Love, Money & Commitment: The Life Of An Un-Wife
How an unmarried but completely committed couple manages money.

When Paul bought me the car, I felt saved but not entirely safe, like family but not quite. Maybe that's a good thing—better than assuming a future that is by no means guaranteed. After all, parents do not always bail out their children, adult children do not always take care of their aged parents. Divorced women often end up poor. How much security is reasonable to expect?
The questions are the same as they were in the first years of our life together. What is practical? What is fair? And they are different. Should Paul and I aim for perfect financial equality? Or does that quest betray—or even encourage— the suspicion that one is putting in more than her share and the other taking advantage?
It is still not easy to answer these questions or even, after fifteen years, to talk about them, because for Paul and me, as for most of us, money has a childhood history; it represents identity, status, independence, security, and—when exchanged or shared between intimates—love.
We will probably never finish working it out. In the meantime, for better or worse, for richer or poorer, we are pulling tighter the knot we never legally tied.
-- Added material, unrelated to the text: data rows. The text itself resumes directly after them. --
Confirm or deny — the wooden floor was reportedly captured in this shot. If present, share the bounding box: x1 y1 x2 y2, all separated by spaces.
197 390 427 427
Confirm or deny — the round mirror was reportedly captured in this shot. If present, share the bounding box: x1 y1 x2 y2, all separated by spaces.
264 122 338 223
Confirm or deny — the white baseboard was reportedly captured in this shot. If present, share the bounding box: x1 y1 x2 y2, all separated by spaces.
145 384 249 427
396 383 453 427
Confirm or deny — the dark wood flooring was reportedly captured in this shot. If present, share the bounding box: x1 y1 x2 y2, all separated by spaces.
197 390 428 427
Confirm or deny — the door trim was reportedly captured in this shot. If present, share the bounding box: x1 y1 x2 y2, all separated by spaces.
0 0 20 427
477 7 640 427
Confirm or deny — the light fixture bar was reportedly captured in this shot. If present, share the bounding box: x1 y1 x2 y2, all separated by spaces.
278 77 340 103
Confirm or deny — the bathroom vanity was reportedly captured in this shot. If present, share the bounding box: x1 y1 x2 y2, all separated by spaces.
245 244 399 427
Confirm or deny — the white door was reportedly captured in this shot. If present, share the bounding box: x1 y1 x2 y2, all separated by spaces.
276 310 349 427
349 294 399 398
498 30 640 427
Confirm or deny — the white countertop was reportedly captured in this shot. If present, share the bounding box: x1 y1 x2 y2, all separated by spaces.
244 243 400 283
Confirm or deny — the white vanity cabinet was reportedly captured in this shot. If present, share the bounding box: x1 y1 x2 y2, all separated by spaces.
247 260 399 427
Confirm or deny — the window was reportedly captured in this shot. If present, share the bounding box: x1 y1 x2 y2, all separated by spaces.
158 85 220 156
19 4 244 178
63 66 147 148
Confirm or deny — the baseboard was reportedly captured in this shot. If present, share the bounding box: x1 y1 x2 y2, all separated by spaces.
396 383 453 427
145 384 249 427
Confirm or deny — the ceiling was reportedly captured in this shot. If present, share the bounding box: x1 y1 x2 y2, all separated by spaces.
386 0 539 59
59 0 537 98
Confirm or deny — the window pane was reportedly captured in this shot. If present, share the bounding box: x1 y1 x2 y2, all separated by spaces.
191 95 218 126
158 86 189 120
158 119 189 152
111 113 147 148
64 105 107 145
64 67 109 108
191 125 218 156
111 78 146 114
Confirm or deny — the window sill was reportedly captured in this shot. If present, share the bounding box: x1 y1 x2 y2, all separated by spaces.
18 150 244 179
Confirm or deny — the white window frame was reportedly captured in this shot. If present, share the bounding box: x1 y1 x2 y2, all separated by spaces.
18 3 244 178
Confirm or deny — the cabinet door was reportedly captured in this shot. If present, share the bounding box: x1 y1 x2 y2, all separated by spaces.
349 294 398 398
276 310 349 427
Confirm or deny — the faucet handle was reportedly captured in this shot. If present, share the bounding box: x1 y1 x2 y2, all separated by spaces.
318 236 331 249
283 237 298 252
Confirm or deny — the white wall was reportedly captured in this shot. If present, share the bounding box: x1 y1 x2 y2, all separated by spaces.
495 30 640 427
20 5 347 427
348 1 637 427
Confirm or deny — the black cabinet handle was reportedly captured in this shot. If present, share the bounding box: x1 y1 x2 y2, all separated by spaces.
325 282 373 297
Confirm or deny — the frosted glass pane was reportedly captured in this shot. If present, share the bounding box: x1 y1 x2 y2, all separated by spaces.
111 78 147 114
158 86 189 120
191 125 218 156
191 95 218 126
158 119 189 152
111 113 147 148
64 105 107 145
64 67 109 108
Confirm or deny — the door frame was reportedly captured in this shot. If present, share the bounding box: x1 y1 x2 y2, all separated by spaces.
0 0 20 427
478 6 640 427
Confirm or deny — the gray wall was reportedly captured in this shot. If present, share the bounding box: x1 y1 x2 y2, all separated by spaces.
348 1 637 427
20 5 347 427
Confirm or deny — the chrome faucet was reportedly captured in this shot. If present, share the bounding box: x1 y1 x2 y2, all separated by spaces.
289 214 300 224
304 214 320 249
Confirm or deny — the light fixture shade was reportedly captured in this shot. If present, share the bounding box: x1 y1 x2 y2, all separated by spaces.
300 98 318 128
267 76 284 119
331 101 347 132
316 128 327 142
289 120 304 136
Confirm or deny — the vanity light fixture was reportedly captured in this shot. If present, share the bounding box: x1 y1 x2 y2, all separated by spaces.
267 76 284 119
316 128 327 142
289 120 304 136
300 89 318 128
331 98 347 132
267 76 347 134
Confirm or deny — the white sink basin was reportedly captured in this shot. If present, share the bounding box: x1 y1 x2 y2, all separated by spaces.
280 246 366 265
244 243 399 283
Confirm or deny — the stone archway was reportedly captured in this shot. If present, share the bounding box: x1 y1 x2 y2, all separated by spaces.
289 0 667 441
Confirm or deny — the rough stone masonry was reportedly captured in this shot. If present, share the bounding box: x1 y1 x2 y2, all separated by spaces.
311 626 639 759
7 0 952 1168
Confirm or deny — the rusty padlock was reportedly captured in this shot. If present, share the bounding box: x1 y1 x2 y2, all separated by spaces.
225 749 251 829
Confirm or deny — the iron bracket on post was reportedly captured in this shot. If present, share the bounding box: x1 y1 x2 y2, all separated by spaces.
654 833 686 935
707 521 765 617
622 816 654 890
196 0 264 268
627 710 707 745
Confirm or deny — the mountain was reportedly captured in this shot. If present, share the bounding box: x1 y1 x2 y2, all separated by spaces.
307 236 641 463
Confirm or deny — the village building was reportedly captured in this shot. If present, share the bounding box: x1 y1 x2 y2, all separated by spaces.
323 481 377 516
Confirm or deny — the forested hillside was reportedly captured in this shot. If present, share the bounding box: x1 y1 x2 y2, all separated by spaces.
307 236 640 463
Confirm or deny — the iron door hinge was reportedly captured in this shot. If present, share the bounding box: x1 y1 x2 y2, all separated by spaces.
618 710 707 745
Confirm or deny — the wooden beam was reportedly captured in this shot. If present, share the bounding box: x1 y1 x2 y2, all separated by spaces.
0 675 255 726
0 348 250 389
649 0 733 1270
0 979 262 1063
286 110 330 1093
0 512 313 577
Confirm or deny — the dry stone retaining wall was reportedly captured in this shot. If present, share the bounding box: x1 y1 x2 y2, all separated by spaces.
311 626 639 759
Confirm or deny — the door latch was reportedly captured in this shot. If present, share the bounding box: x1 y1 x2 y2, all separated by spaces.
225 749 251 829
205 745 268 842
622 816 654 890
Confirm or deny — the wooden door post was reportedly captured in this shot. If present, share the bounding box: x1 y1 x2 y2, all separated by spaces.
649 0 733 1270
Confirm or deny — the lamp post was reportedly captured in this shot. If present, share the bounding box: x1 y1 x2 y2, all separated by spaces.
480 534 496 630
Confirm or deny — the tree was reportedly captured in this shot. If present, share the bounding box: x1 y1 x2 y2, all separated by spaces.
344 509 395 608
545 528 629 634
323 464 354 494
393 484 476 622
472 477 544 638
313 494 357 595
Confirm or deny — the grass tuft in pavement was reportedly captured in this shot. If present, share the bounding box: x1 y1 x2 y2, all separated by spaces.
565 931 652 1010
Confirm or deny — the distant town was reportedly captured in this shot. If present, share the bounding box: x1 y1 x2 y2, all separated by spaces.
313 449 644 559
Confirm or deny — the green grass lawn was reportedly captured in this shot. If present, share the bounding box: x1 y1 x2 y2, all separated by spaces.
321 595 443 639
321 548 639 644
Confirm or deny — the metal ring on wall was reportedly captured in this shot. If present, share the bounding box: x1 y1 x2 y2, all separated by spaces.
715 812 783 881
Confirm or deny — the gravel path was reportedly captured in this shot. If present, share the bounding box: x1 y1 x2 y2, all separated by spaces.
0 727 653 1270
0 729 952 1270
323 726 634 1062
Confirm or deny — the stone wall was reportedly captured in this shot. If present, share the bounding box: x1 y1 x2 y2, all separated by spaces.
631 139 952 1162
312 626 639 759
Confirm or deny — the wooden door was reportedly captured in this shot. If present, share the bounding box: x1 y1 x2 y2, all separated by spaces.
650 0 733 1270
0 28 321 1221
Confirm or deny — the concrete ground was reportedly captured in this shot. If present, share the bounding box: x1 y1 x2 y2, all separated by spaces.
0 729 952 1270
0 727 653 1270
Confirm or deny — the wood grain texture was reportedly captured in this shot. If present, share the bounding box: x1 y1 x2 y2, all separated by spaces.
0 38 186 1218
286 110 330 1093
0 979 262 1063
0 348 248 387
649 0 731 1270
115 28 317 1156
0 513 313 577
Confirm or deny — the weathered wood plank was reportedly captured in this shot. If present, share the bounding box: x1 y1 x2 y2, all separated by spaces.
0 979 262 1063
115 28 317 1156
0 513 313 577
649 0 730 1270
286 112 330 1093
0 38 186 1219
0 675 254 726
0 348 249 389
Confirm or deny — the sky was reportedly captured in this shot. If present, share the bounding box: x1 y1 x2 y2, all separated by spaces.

Reprinted with permission from Riverhead Books. To buy One Big Happy Family, click here.
Discussion
What strikes me about this article is how if you stay together long enough, you start facing some of the same questions as married people. How much do you merge finances? What if one person has more money than the other? Who owns things you buy together? How do you work out differences in values about spending and saving? Can you trust the other person?
In an odd way, I think it shows that not getting married doesn't protect you. If you split up after a few years, it's going to be painful and messy. You might not even be able to keep the law from getting involved, if your partner wants to bring it in.
Out of this brilliant essay, one of my favorite bits is that Judith says she and Paul will most likely always be discussing this issue. This reality -- especially when challenging subjects like money or sexuality are involved -- is that the act of discussing the hard points is almost as important as resolving them (if that's even possible).